Bisnis.com, JAKARTA - Dari semua planet di tata surya kita, Saturnus mungkin menjadi planet yang tercantik.
Dihiasi dengan untaian cincin berbahan es dengan sedikit batu, membentuk lingkaran cahaya yang halus. Dari dekat, cincin berkilau dalam warna merah muda lembut, abu-abu, dan coklat, berkilauan dalam kegelapan. Sulit membayangkan Saturnus tanpa mereka.
Tapi cincin Saturnus bukanlah fitur permanen. Bahkan, mereka bisa menghilang. Cincin-cincin itu kehilangan materi setiap tahun. Mikrometeorites yang masuk dan radiasi matahari mengganggu potongan-potongan kecil dan berdebu dari materi cincin, dan membuatnya perlahan memudar.

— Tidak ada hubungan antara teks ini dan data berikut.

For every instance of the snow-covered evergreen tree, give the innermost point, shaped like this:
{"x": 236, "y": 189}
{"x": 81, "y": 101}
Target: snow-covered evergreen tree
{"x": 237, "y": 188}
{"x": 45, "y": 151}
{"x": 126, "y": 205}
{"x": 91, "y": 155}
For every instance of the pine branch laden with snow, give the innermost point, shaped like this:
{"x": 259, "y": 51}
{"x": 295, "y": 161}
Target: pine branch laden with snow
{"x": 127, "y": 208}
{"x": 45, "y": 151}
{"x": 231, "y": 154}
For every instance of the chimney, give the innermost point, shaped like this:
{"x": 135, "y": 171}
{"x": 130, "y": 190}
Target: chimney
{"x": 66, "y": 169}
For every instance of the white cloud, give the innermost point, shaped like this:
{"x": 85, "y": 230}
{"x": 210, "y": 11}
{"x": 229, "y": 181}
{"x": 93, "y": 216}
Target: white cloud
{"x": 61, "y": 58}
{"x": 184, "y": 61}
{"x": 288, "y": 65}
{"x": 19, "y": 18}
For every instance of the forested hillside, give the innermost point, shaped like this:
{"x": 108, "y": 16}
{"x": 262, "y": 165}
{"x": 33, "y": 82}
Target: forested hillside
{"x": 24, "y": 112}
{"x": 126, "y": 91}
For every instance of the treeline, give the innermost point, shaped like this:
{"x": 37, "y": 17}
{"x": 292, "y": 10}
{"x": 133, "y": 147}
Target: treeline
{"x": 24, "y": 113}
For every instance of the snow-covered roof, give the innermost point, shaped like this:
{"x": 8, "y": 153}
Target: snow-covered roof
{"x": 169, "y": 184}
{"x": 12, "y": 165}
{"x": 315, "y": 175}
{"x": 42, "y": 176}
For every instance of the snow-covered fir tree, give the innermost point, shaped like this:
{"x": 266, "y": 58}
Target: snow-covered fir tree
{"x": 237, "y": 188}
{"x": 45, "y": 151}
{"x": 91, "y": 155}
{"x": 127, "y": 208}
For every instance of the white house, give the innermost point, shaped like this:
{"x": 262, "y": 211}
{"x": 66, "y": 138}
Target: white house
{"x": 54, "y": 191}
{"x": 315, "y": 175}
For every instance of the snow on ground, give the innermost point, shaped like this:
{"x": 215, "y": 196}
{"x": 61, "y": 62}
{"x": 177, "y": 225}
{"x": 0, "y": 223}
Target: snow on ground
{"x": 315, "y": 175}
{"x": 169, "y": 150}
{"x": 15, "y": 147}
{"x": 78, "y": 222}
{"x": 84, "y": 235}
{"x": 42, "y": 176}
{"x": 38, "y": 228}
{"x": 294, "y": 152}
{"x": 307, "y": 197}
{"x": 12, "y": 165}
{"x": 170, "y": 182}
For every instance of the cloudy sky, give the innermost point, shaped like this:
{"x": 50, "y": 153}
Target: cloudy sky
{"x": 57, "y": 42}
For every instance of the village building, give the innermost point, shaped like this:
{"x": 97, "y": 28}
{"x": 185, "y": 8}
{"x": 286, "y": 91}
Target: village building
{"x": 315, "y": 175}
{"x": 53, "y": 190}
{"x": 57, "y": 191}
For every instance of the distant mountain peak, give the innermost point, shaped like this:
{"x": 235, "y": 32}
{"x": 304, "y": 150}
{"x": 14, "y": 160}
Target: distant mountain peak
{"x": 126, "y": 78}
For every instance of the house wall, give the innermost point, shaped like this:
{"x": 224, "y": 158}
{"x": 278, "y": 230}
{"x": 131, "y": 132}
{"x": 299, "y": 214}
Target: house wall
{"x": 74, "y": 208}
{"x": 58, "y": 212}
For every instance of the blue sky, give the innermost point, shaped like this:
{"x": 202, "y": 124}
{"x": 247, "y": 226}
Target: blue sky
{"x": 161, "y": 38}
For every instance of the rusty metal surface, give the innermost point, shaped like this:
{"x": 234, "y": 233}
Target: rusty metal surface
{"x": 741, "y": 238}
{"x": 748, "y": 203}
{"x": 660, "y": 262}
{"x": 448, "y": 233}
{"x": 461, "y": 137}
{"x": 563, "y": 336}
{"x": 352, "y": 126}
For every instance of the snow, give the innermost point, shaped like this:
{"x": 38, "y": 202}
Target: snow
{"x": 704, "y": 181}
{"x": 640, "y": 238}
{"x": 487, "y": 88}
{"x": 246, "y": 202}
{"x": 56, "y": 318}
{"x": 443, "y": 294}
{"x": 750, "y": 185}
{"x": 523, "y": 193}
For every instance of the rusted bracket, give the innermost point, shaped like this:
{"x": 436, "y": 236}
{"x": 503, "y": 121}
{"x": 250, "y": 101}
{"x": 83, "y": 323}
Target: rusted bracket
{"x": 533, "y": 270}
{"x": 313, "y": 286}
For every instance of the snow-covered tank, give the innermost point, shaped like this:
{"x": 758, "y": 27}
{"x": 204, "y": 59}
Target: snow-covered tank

Partikel-partikel, tiba-tiba berubah, menjadi selaras dengan garis medan magnet Saturnus dan mulai berputar di sepanjang jalur tak terlihat itu. Ketika partikel terlalu dekat dengan puncak atmosfer Saturnus, gravitasi menarik mereka masuk, dan mereka menguap di awan planet ini.
Para astronom menyebut ini "hujan cincin," dan seiring waktu fenomena ini dan lainnya akan ada getah elemen khas yang bagi kita, membuat Saturnus Saturnus, sampai tidak ada yang tersisa sekarang "Ini adalah kita melihat cincin Saturnus di masa kejayaan mereka," ucap James O'Donoghue, seorang ilmuwan planet di JAXA, badan antariksa Jepang melansir The Atlantic.
O'Donoghue dan ilmuwan lain memperkirakan bahwa cincin itu akan hilang dalam waktu sekitar 300 juta tahun. Penduduk Bumi masih punya banyak waktu untuk mengagumi keindahan cincin Saturnus, dan untuk mempelajarinya. Karena, meskipun para astronom memahami bahwa cincin-cincin itu sedang dalam perjalanan keluar, mereka masih belum tahu segalanya tentang ini termasuk bagaimana Saturnus mendapatkannya sejak awal.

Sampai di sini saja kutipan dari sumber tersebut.